Refurbished guns have been gone through and brought back to original specifications. All parts that need to be replaced have been. They may have scratches and marks on them, but they should operate like new, and Pyramyd Air gives the original factory warranty--whatever it was--on refurbished guns.
Open box guns were sold to a customer who had buyer's remorse. He never shot the gun, but he did open the box. They are also guns that the Pyramyd Air staff has had to open the box to obtain some kind of information or take pictures for the website. An examination article, if you will. They are brand-new guns, but for some good reason the box is no longer factory sealed.
Basket cases are just what the name implies. Buy them at your own risk. These are great for hard-to-find parts or for experimentation.
Speaking of parts, PA has a ton of vintage new-old-stock Diana spring rifle parts. There are enough parts to build complete guns in some models. Barrels, stocks, sights, mainsprings--everything the hobby airgunsmith needs to get the job done.
Besides the pellet and BB guns, Pyramyd Air has a TON of airsoft guns they need to get rid of. There are customer returns, guns that didn't sell well, guns with known problems that Pyramyd Air withdrew from sale because they didn't know how they would last. I'm telling you, there are enough of these guns to start a small store! Unless they're marked otherwise, they all work when you buy them. Pyramyd Air estimates at least $60,000 worth of airsoft guns in this sale--not that they'll be charging that much!
Scope it out
And besides the airsoft guns, they have a huge inventory of used scopes. This sale is perfect for those serious airgunners who want parts, project guns and cheap accessories. It's also perfect for dealers who want to plus-up their inventory at a fraction of the cost.
There will be the same pellet offer PA has made at Roanoke and the last garage sale. Four tins of premium pellets will be pre-bundled and sold for $20. It's a value of up to $40, depending on what you get. If you want to buy specific pellets in dented tins, please bring a written list. A Pyramyd Air sales associate will take your list into the warehouse and fill it to the extent possible.
As a special offer for this sale only, all dented tins will be repackaged in the new rectangular blue plastic boxes Pyramyd Air now uses for .25 caliber through 9mm pellets. These are rugged boxes with closures that stay closed all the time. Only pellets from dented tins sold at the moving sale will be packed this way.
An estimated $200,000+ worth of inventory is being put into this sale. It will be the biggest airgun sale anyone has ever seen.
The details of the sale are still being formulated, but they want to hold it sooner, rather than later. John Goff from Crosman is coming down to flip burgers on the grill, and I will be there to meet everyone as well. There will be food and beverages at the sale. Once you arrive, you can shop 'til you drop. There will also be other attractions, but those details are still being worked out.
They're thinking that if you want to bring guns that you don't want to ship, they will have airgunsmiths on site during the show. Some work will be possible while you wait.
They're also thinking that you might want to bring your own airguns to trade in on new ones.

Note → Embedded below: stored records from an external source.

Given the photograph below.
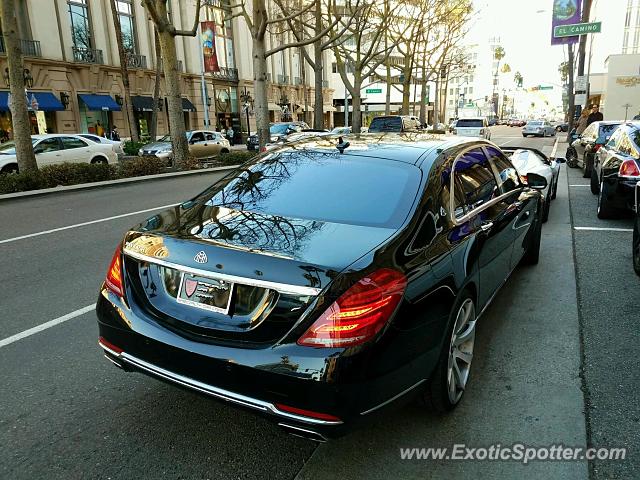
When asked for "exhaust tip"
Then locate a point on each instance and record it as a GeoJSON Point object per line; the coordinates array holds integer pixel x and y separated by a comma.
{"type": "Point", "coordinates": [303, 433]}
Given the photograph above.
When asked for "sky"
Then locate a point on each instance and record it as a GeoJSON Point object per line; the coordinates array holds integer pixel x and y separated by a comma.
{"type": "Point", "coordinates": [524, 27]}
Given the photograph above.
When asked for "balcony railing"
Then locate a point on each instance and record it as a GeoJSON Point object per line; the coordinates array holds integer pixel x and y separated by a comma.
{"type": "Point", "coordinates": [136, 61]}
{"type": "Point", "coordinates": [87, 55]}
{"type": "Point", "coordinates": [30, 48]}
{"type": "Point", "coordinates": [225, 73]}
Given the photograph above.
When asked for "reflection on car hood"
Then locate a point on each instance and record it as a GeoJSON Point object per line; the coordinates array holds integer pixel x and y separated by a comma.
{"type": "Point", "coordinates": [156, 145]}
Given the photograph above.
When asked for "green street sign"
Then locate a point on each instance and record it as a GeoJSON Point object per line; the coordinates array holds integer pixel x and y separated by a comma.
{"type": "Point", "coordinates": [577, 29]}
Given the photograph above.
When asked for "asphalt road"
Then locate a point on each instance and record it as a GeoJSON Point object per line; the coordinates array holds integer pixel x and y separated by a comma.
{"type": "Point", "coordinates": [68, 413]}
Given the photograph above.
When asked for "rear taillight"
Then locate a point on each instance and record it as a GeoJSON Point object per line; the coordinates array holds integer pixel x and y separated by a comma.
{"type": "Point", "coordinates": [114, 275]}
{"type": "Point", "coordinates": [629, 168]}
{"type": "Point", "coordinates": [359, 313]}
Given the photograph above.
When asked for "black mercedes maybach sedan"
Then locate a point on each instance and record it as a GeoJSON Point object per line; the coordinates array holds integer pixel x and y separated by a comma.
{"type": "Point", "coordinates": [322, 283]}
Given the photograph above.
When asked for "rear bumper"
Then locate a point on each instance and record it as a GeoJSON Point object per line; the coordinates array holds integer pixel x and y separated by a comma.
{"type": "Point", "coordinates": [261, 380]}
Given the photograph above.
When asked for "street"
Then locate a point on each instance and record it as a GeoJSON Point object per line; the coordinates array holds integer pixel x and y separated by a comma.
{"type": "Point", "coordinates": [556, 360]}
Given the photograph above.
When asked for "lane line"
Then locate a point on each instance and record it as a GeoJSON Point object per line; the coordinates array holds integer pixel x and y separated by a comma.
{"type": "Point", "coordinates": [46, 325]}
{"type": "Point", "coordinates": [603, 229]}
{"type": "Point", "coordinates": [83, 224]}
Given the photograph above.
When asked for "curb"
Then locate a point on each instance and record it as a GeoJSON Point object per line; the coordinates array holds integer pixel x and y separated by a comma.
{"type": "Point", "coordinates": [110, 183]}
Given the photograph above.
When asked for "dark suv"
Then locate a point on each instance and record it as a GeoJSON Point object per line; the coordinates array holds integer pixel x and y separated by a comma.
{"type": "Point", "coordinates": [616, 171]}
{"type": "Point", "coordinates": [278, 131]}
{"type": "Point", "coordinates": [394, 124]}
{"type": "Point", "coordinates": [587, 144]}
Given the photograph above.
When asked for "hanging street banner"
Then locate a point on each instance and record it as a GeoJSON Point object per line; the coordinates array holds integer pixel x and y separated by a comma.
{"type": "Point", "coordinates": [208, 39]}
{"type": "Point", "coordinates": [565, 12]}
{"type": "Point", "coordinates": [577, 29]}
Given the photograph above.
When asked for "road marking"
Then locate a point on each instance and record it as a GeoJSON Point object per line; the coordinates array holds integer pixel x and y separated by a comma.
{"type": "Point", "coordinates": [603, 229]}
{"type": "Point", "coordinates": [83, 224]}
{"type": "Point", "coordinates": [46, 325]}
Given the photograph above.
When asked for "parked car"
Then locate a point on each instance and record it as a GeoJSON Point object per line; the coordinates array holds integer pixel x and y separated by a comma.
{"type": "Point", "coordinates": [276, 132]}
{"type": "Point", "coordinates": [308, 296]}
{"type": "Point", "coordinates": [202, 144]}
{"type": "Point", "coordinates": [58, 148]}
{"type": "Point", "coordinates": [528, 160]}
{"type": "Point", "coordinates": [616, 171]}
{"type": "Point", "coordinates": [636, 233]}
{"type": "Point", "coordinates": [473, 127]}
{"type": "Point", "coordinates": [341, 131]}
{"type": "Point", "coordinates": [538, 128]}
{"type": "Point", "coordinates": [117, 144]}
{"type": "Point", "coordinates": [394, 124]}
{"type": "Point", "coordinates": [587, 144]}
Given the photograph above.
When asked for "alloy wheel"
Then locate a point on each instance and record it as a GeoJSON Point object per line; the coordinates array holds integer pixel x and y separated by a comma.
{"type": "Point", "coordinates": [461, 350]}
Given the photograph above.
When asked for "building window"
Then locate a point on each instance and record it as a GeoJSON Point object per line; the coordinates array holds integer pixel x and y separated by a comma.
{"type": "Point", "coordinates": [127, 24]}
{"type": "Point", "coordinates": [80, 24]}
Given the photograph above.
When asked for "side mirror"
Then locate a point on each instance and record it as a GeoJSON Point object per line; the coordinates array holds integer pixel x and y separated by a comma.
{"type": "Point", "coordinates": [535, 181]}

This can be a real carnival if you embrace it.
What do YOU want?
Pyramyd Air would like some input from you. Is a one-day or two-day sale best for you? If it's two days, it'll be a Friday/Saturday. If one day, it'll be Saturday. What do you expect to see? Give PA some idea of what kind of things you're hoping to see at their sale by commenting on this blog entry. They carry over 5,000 different items, and all of them, plus things carried in the past, are fair game for the sale.
The only thing I will say about a two-day sale is that the sharp buyers get there on the first day and get the cherries. The second day is often just the dregs. And you can't ask PA to hold inventory for the second day--they want to get rid of this stuff. That's just my two cents from years of airgun shows.
Talk it up and get back with me on your thoughts.